I consume less, too, by serving smaller portions. For example, I often eat from a white IKEA coffee mug or brightly-colored kid’s plate. Studies show that humans will devour as much as served, so I serve less and eat to satisfaction. If the smaller portion doesn’t satisfy, hey, I can always have seconds. Firsts shouldn’t make me, or you, feel overly full and sluggish.
I don’t count carbohydrates, by the way, as someone obsessed might. But I do look at food labels to see what’s what. The simplest solution is eating fresh. If you prepare the meal, you know what’s in it—and more importantly what’s not: Added sugar.
On Dec. 27, 2016, day of release, I started reading the digital version of book The Case Against Sugar by Gary Taubes. My father-in-law’s death has slowed progress, but so far the tome is riveting reading. Writing for Vox, Julia Belluz and Javier Zarracina get to the point in “Sugar, explained“, with Gary’s book as scene-setter. It’s a fantastic primer. The point of both reads: There is a whole lot of added sugar in most packaged foods, or that prepared at restaurants. Here’s a tip for you low-fat food shoppers: Manufacturers add extra sugar for taste.
I highly recommend Gary’s book, which in my reading so far puts sugar in historical context as well as scientific—and he contends that the substance is addictive:
Sugar does induce the same responses in the region of the brain known as the “reward center”—technically, the nucleus accumbens—as do nicotine, cocaine, heroin, and alcohol. Addiction researchers have come to believe that behaviors required for the survival of a species—specifically, eating and sex—are experienced as pleasurable in this part of the brain, and so we do them again and again. Sugar stimulates the release of the same neurotransmitters—dopamine in particular—through which the potent effects of these other drugs are mediated…Most of us today will never know if we suffer even subtle withdrawal symptoms from sugar, because we’ll never go long enough without sugar to find out.

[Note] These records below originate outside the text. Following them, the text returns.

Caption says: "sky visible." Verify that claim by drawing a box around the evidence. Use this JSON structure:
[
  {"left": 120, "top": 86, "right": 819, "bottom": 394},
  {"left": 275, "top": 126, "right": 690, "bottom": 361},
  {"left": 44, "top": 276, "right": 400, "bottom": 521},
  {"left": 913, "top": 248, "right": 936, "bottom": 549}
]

Don’t be surprised if my sugar consumption decreases even more than it does today (and that I write about it). Let me be clear: I am not some obsessed health nut. I just eat more sensibly than summer 2013, when starting these lifestyle changes. I don’t diet—they’re typically ineffective. I eat heartedly and happily, but wisely.
The changes can be seen in the other posts from this series:
- “This is Me Then and Now“, Oct. 10, 2014
- “This is Me then and Now Too“, Jan. 11, 2015
- “This is Me Then and Now No. 3“, Aug. 18, 2015
- “This is Me Then and Now IV“, March 10, 2016
As for the self-portraits, vitals on the first, shot at 12:47 p.m. PST: f/2.2, ISO 32, 1/30 sec, 2.65mm. The second, at 10:12 a.m. PST: f/2.2, ISO 125, 1/15 sec, 2.65mm.